In secondo luogo, l’opera (anche se ridotta) viene presentata con tutti i suoi elementi essenziali ma adattati ad una sala piccola. I cantanti sono giovani e sanno recitare (i protagonisti della prima messa in scena , una “Traviata” del 1999, salgono da un lustro sui maggiori palcoscenici). Le scenografie sono di lusso ma virtuali grazie a proiezioni computerizzate ed integrazioni con filmati. In “Tosca” (ha avuto già 400 repliche in quel di Via Santo Stefano del Cacco) siamo portati a Sant’Andrea della Valle, a Palazzo Farnese ed a Castel Santangelo da riproduzioni al tempo stesso fedeli ai luoghi e visionarie, assistiamo alla fuga in carrozza di Tosca dopo avere accoltellato Scarpia e, mentre suonano le note dell’introduzione, all’entrata furtiva di Angelotti in Chiesa. In “Madama Butterfly” le scene portano il segno della storia della pittura giapponese da Tawara Sotatsu all’avanguardia delle ultime Biennali d’Arte contemporanea. E l’orchestra? Benjamin Britten, consapevole delle difficoltà sempre più severe di un comparto destinato a perdere competitività rispetto ad altre forme di spettacolo dal vivo, riscrisse i propri capolavori per grande organico orchestrale (ad esempio, “Billy Budd”) in edizioni per due pianoforte (tagliando alcune scene e qualche personaggio). Elisabetta Del Buon dirige un orchestra di cinque professori di piano ciascuno alla tastiera di un sintetizzatore elettronico giapponese (la Japan Electronic Keyboard Society patrocina l’operazione) ; grazie alla tecnologia digitale audio ed ai sistemi informatici MIDI, la Synth Lyric Orchestra (è questo il nome della formazione) simula un organico di 60-70 elementi. La stagione 2009-2010 si estende dal primo ottobre al 12 giugno e , di un repertorio di sette opere, presenta solo “Tosca” e “Butterfly”, alternandole con concerti vocali (sempre in scenografie visionarie e virtuali).

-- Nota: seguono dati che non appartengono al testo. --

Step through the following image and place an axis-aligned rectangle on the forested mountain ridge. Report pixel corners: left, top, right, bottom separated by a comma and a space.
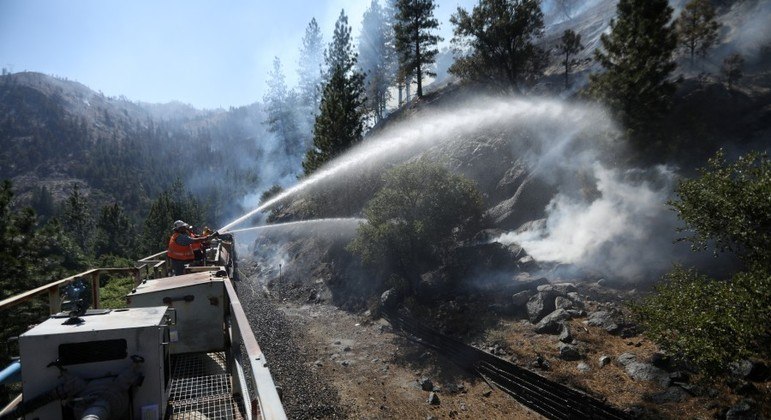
0, 72, 281, 222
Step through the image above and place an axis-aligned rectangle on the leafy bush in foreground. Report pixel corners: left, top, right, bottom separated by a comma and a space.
635, 152, 771, 375
349, 161, 483, 288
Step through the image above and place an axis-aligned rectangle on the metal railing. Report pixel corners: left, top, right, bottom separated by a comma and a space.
225, 278, 287, 420
0, 267, 142, 314
0, 241, 287, 420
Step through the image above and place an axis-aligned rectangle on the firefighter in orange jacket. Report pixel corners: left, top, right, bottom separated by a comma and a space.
166, 220, 216, 276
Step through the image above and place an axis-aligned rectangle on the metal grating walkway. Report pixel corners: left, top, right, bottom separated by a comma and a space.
166, 352, 243, 420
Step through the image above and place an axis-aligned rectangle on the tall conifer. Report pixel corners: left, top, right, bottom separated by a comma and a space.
394, 0, 442, 98
303, 11, 365, 175
450, 0, 547, 91
589, 0, 677, 145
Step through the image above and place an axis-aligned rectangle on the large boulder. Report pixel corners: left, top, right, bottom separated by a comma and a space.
617, 353, 671, 386
586, 311, 624, 334
557, 342, 582, 360
527, 290, 559, 324
535, 309, 570, 334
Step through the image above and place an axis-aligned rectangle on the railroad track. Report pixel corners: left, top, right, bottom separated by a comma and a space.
382, 308, 630, 419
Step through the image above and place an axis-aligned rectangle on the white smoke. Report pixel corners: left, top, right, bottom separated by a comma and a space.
497, 162, 685, 282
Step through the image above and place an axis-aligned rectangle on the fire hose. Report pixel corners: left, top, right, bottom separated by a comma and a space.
0, 355, 144, 420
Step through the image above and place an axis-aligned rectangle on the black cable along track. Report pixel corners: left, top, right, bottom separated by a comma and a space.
382, 308, 630, 419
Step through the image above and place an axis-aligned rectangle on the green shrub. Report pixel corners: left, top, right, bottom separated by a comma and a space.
670, 150, 771, 266
634, 151, 771, 375
635, 267, 771, 375
349, 161, 483, 281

Molta critica italiana ha trattato con sufficienza questa ormai consolidata esperienza. Non solo Britten ma anche Giancarlo Menotti vedeva che l’opera sarebbe sopravvissuta unicamente facendo una cura dimagrante e “riscoprendo l’intimità dei piccoli teatri”. La testata americana “Opera Today”, forse la più letta al mondo (nel settore), ha dedicato a metà settembre un lungo servizio al “ritorno alle origini” , all’”opera da camera”, al fine di sopravvivere. Coniugare “live electronics” con voci e scenografie virtuali è probabilmente ciò che avrebbe fatto lo stesso Wagner per evitare che ad ogni messa in scena del suo “Anello del Nibelungo” il teatro che se ne prendeva carico finisse in dissesto. Infine il pubblico; assaporare la versione ridotta con “live electronics” è spesso la strada per andare (quando si è grado di pagare i cari biglietti) un giorno alla Scala.